Он погладил в темноте мою руку.

– Ты его дар мне, мой walaalo.

На глубине живут духи. Этой ночью, последней в долгой череде ночей, вы способны расслышать их голоса в открытом море, в брызгах морской воды, и в ветре, и в шлепанье и шлепанье воды, разбивающейся о нос корабля. Голоса стремительных и мертвых, как сирены, зовущие вас навстречу року. Стоя лицом к той точке, где море встречается с небом, вы слышите их зловещий плач. И затем перед вашими изумленными глазами горизонт разламывается, бросая ввысь иззубренные осколки себя самого, дабы заслонить звезды.

И голоса говорят с вами.

«Nullit! Вот и весь он!»

«На санскрите она называется Двипа Сукхадхара, Остров Блаженства».
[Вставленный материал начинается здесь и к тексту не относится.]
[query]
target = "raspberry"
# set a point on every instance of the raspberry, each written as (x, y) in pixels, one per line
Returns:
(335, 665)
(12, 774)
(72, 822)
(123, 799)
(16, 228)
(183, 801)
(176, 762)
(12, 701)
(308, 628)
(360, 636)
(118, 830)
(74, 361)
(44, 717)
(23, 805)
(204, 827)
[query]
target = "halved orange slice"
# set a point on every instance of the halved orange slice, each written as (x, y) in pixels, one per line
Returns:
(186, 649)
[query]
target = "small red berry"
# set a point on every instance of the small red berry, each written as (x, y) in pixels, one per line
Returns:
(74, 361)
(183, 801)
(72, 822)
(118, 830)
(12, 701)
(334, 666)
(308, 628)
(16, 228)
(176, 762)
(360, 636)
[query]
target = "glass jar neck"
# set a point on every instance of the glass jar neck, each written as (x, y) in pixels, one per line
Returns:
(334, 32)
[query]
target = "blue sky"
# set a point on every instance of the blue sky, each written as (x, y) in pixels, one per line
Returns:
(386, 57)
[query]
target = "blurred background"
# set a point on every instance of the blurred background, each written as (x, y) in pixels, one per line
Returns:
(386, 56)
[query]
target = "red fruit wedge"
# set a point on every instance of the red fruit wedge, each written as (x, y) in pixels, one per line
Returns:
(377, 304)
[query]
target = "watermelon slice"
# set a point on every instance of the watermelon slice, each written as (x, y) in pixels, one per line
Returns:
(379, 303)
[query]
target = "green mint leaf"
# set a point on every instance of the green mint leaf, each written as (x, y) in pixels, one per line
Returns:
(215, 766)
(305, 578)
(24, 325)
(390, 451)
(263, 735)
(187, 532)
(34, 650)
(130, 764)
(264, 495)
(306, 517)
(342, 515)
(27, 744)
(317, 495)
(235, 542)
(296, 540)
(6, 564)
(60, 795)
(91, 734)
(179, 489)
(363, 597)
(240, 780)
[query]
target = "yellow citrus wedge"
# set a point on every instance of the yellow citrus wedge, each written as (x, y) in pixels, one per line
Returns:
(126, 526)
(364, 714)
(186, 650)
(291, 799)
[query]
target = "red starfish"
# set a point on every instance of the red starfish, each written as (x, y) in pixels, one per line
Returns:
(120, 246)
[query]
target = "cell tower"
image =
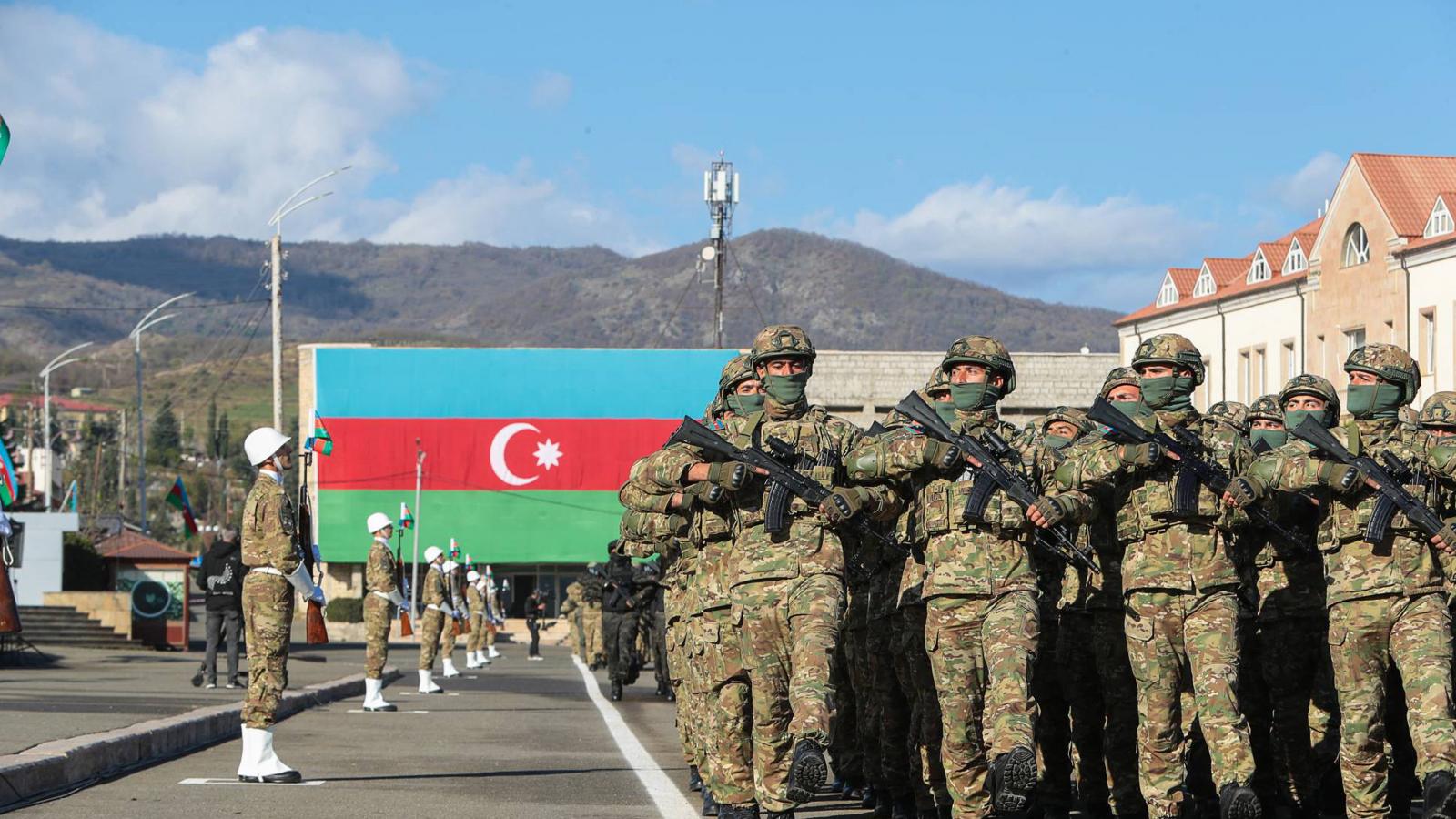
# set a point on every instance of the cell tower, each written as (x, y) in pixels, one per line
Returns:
(721, 194)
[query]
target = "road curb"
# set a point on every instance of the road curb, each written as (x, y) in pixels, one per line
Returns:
(82, 761)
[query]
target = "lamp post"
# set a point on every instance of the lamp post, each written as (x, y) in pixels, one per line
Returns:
(147, 322)
(276, 264)
(46, 390)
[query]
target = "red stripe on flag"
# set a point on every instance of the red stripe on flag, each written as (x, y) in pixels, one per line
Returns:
(490, 453)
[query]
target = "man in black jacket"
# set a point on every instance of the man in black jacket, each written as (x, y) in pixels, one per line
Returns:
(222, 579)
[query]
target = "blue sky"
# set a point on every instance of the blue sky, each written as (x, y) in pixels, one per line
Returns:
(1060, 150)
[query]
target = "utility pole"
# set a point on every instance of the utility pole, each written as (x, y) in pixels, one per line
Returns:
(46, 390)
(147, 322)
(277, 276)
(721, 194)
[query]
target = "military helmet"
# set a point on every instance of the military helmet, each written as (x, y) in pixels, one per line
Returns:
(1171, 349)
(1075, 417)
(1120, 376)
(1312, 385)
(939, 382)
(986, 351)
(781, 341)
(1232, 411)
(1267, 409)
(1439, 410)
(1390, 363)
(737, 370)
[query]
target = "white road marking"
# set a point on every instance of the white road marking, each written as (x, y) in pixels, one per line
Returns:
(204, 782)
(670, 802)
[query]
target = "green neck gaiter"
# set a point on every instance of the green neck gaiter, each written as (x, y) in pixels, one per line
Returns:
(746, 404)
(1273, 439)
(1168, 392)
(968, 397)
(1380, 399)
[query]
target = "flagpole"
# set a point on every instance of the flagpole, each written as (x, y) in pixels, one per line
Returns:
(414, 566)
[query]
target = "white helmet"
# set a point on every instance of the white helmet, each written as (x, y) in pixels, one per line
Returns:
(262, 443)
(378, 522)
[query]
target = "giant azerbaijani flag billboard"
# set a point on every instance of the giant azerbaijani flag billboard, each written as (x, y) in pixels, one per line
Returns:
(524, 448)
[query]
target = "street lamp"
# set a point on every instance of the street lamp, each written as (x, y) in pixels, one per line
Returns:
(46, 390)
(276, 245)
(147, 322)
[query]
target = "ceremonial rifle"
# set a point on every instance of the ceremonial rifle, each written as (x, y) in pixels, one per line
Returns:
(992, 475)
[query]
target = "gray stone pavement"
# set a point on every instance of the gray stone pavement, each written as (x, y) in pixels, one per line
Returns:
(517, 739)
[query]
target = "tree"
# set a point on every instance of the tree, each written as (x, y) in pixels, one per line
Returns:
(165, 439)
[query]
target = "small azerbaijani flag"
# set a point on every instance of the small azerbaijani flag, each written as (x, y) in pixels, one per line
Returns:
(319, 440)
(178, 499)
(9, 481)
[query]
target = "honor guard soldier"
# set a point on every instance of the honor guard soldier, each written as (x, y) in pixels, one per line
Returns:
(380, 599)
(274, 570)
(433, 620)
Эта ночь – последняя в долгой череде ночей. Ночь, когда мистер Кендалл появился у нас на пороге. Ночь, когда монстролог привязал себя ко мне и вскричал: «Я не потерплю, чтобы ты умер!» Ночь, когда он меня бросил. Ночь, когда я бежал по реке крови и огня, чтобы спасти его. Ночь, когда Джейкоб Торранс показал Томасу Аркрайту две двери. Ночь отчаяния моего наставника – «Ты поступил в услужение к ха-Машиту, ангелу смерти» – и ночь моего собственного отчаяния в центре мира.

Остров, поднимающийся навстречу, черен – разрыв в небе, через который льется лишь чернота – и ветер причитает, толкая вас назад, пока прореха в бесконечной перспективе тянет все ближе, словно море изливается в бездну, унося вас за собой вниз. Сгусток темноты соскальзывает по левую руку, пока лодка вертится то на юг, то на восток. На миг кажется, будто вы неподвижны, а движется как раз остров – тяжелая черная баржа, беззвучно прорезающая море.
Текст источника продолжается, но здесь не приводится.